You may be tempted to snicker at what inspired today’s post, but hear me out. The source may be a tad unconventional, but it is one, from my own observations, that most of us enjoy and appreciate; ‘Shrek’. More specifically, ‘Shrek the Third’ as Blaine and I watched it the other evening, and one of the film’s themes, or messages, if you will, prompted me to contemplate the validity and legitimacy of it.
The third installment in the ‘Shrek’ films depicts Shrek, Donkey and Puss in Boots as they embark on a quest to find Fiona’s cousin, Artie, to claim his right to the throne and be king of the Far, Far Away kingdom. Artie is a teenager enrolled in a medieval high school, and it is soon revealed after Shrek and his gang find him that he isn’t exactly the most popular bloke at school. He’s picked on, bullied, and is often referred to as a loser.
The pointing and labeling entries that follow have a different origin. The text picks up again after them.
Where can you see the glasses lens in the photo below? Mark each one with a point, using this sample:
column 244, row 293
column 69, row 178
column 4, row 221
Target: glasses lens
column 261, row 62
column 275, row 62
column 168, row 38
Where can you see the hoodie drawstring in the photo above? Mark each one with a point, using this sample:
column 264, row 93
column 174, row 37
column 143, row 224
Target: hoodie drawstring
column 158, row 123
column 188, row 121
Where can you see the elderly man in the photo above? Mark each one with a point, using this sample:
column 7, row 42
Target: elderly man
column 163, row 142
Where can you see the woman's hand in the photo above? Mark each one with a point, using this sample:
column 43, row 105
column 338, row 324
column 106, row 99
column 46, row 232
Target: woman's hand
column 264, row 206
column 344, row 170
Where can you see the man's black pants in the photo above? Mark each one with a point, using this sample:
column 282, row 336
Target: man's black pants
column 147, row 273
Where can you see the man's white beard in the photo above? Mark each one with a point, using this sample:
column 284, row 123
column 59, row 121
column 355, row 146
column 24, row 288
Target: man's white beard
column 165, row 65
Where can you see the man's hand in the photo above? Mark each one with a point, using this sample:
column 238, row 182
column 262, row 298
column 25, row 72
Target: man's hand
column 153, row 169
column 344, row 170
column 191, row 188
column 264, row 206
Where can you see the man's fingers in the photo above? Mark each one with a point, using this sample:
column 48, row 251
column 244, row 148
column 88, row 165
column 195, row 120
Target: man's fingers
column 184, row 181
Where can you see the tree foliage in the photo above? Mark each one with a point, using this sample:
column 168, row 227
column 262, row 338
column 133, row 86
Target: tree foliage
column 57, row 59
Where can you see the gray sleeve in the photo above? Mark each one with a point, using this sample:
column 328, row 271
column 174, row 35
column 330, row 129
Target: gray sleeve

By the end of the movie, Artie realizes he has a lot in common with Shrek in terms of being perceived as something you’re not. Shrek, being an ogre, is often labelled as vicious, disgusting and violent, but in actuality, he is none of these things (apart from being a tad unhygienic). Shrek manages to break through Artie’s insecurities and enables Artie to come to the realization that despite being frequently called a loser, it doesn’t mean he is one. He is who he believes himself to be, and wants to be, not what others decide.
The Shrek franchise arguably targets a younger audience, but the message in all of the films, specifically this one, are applicable to everyone. We decide who we are, and we should not permit the opinions and beliefs of others to dictate how we see or identify ourselves. There is only one of all of us, and we are in control of who we want to be.